Vincent Namatjira, Albert’s great-grandson, had entered a double portrait of the artist with Adam Goodes. His win was popular, but the cynics with megaphones weren’t far away. Andrew Bolt called it “the best propaganda by a black artist pushing race politics” while Tony Thomas was even more inflammatory in Quadrant. For better or worse, both the painting and the reactions tell a story about Australia in 2020.
Various characters ricochet through the years. Olsen has been a protestor, a trustee, a subject, a winner, then a protester again. The latter, in 2017, came after young Mitch Cairns won with a portrait of his partner.
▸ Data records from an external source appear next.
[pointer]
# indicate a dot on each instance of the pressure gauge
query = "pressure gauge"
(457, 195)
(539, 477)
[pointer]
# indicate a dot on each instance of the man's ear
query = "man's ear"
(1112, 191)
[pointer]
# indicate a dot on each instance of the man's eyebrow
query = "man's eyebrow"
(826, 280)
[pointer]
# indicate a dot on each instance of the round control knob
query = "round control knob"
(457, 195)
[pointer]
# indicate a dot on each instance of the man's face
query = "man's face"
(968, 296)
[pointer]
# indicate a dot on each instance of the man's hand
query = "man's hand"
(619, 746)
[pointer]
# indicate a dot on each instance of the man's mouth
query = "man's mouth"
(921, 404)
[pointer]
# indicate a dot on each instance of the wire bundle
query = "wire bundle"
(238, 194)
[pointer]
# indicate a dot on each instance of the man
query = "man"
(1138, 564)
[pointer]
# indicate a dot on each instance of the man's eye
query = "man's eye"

Like Vincent Namatjira, Cairns had come close to winning a few years earlier, and his victory felt both destined and deserved. But not to Olsen, who contacted journalists after the announcement, ensuring headlines were dominated not by Cairns’s achievement but by Olsen’s denouncement of his picture.
Sometimes lack of dissent is a story in itself. When Brett Whiteley won in 1976, Self-Portrait in the Studio was seen as a daring extension of the genre. Two years later, then something of a celebrity in his own right, he won with a picture called Art, Life and the Other Thing, simultaneously winning the Sulman and Wynne and appearing as the subject of another Archibald entry.
Whiteley’s heroin addiction, hinted at in 1976, was now centre stage. But this time, there was no controversy. Only admiration. From Italy, Jeffrey Smart looked on with disdain: “This mute conditioned respect is worse than the intolerance which Bill Dobell met with the Joshua Smith. How the pendulum has swung!”